Enfin, il est là, très long, très large, avec ses flancs violets, ses passées rouges, sur l'abdomen. J'essaie de lui pincer la mâchoire inférieure entre le pouce et l'index et ne réussis qu'à déclencher une gigue endiablée qui pourrait bien me le faire perdre. J'attends qu'il se soit immobilisé, le tire avec précaution de l'eau et le jette dans la bruyère. Après, adossé à la berge verticale, je laisse le temps passer, ma joie retomber un peu. Je continue, toujours lançant loin s u r l'eau infusée de soleil. Je vois une Fario, éclair doré, quitter son abri, sous la berge, et se précipiter sur la mouche qui glissait au milieu du ruisseau. Ensuite, série de ratés très rageants, incompréhensibles, à dix pas, au pied d'un herbier. Puis le maléfice s'évanouit et j'amène trois Farios de plus. (…)
(…) Vers six heures, j'emmène Jean avec moi, sur le plateau.
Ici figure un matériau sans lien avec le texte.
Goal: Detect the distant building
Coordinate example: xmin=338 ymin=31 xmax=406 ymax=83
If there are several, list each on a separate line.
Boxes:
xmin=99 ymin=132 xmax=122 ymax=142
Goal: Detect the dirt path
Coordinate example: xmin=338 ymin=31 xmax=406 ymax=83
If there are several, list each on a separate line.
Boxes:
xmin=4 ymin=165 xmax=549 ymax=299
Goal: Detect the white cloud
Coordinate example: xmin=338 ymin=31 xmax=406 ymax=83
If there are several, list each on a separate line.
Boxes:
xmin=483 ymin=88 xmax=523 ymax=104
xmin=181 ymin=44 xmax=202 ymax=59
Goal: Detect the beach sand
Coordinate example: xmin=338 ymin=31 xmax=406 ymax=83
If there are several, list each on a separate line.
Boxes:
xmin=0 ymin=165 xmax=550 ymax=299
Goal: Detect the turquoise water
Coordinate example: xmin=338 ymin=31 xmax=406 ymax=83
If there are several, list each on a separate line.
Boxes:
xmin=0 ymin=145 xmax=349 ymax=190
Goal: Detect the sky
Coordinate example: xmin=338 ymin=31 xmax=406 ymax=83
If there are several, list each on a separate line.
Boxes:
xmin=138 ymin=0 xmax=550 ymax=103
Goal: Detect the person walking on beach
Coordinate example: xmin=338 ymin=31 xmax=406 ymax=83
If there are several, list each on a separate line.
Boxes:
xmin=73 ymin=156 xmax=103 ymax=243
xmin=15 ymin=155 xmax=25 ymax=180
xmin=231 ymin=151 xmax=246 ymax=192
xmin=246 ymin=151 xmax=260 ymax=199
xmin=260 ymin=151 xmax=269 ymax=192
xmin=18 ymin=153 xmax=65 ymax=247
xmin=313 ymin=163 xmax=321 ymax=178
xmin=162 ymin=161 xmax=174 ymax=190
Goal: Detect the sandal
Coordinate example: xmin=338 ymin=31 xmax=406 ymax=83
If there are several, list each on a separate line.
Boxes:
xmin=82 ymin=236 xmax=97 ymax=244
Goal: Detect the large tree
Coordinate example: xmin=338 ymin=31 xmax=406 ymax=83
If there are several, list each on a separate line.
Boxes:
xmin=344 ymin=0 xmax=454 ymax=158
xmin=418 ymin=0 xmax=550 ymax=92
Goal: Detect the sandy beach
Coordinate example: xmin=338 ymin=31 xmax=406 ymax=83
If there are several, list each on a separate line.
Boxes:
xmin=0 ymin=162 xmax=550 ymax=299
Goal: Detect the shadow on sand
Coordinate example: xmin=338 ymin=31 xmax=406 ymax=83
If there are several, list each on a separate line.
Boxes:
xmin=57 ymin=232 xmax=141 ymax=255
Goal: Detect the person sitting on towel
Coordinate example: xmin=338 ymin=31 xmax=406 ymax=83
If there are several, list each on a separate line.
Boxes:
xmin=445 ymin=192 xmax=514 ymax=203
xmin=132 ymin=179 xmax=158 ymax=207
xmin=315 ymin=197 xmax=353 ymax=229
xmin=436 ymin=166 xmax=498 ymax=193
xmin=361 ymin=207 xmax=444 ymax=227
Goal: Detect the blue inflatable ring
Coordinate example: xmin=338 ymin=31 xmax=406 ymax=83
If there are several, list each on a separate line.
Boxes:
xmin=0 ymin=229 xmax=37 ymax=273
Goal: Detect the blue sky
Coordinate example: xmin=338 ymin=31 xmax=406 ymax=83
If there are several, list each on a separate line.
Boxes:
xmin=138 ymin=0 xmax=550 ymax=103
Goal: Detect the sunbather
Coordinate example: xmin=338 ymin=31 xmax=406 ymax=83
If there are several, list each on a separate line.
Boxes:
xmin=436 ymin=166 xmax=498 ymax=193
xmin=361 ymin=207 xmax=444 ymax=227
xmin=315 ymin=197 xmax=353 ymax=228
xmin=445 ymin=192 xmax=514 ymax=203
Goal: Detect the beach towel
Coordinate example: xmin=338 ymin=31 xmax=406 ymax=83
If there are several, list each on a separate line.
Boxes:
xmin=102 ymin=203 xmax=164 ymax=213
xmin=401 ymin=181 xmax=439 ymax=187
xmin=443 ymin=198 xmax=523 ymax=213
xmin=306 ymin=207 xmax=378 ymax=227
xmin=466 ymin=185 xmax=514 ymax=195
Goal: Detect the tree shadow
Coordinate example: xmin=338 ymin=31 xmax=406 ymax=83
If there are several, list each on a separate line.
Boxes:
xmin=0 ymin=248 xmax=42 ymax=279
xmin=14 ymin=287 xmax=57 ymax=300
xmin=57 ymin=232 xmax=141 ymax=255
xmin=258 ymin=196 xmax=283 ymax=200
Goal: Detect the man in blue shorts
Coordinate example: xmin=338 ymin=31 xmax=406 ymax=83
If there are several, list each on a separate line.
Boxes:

Il a si souvent demandé à me suivre à la pêche ! Mais le site est sauvage, éprouvante la pêche au fouet et j'avais refusé, jusqu'ici. Nous partons sous un ciel menaçant. Des nuages pareils à des fumées courent sur les hauteurs. Nous poussons jusqu'à la Corrèze, dans le vallon. Au premier lancer, sur le plat - je voulais montrer à Jean comment on lance -, je pique une grosse arc-en-ciel à laquelle je livre un combat dans les règles. Je tends la canne vibrante au petit, attire son attention sur les phases successives de l'affaire, sur la livrée tachetée de la truite au ventre rouge. Un peu plus tard sous les branches d'un petit aulne, j'amène une classique Fario. Une averse nous oblige à chercher refuge sous un grand chêne, au fond d'un pré, dans le tournant de la rivière. Je recommence à pêcher sous les dernières gouttes, pique trois autres poissons que je dépose l'un après l'autre aux pieds de Jean, stoïque, enthousiaste, qui m'accompagne sur la rive. Il est si frêle, encore. Mais le temps viendra. Il grandira et j'aurai vieilli.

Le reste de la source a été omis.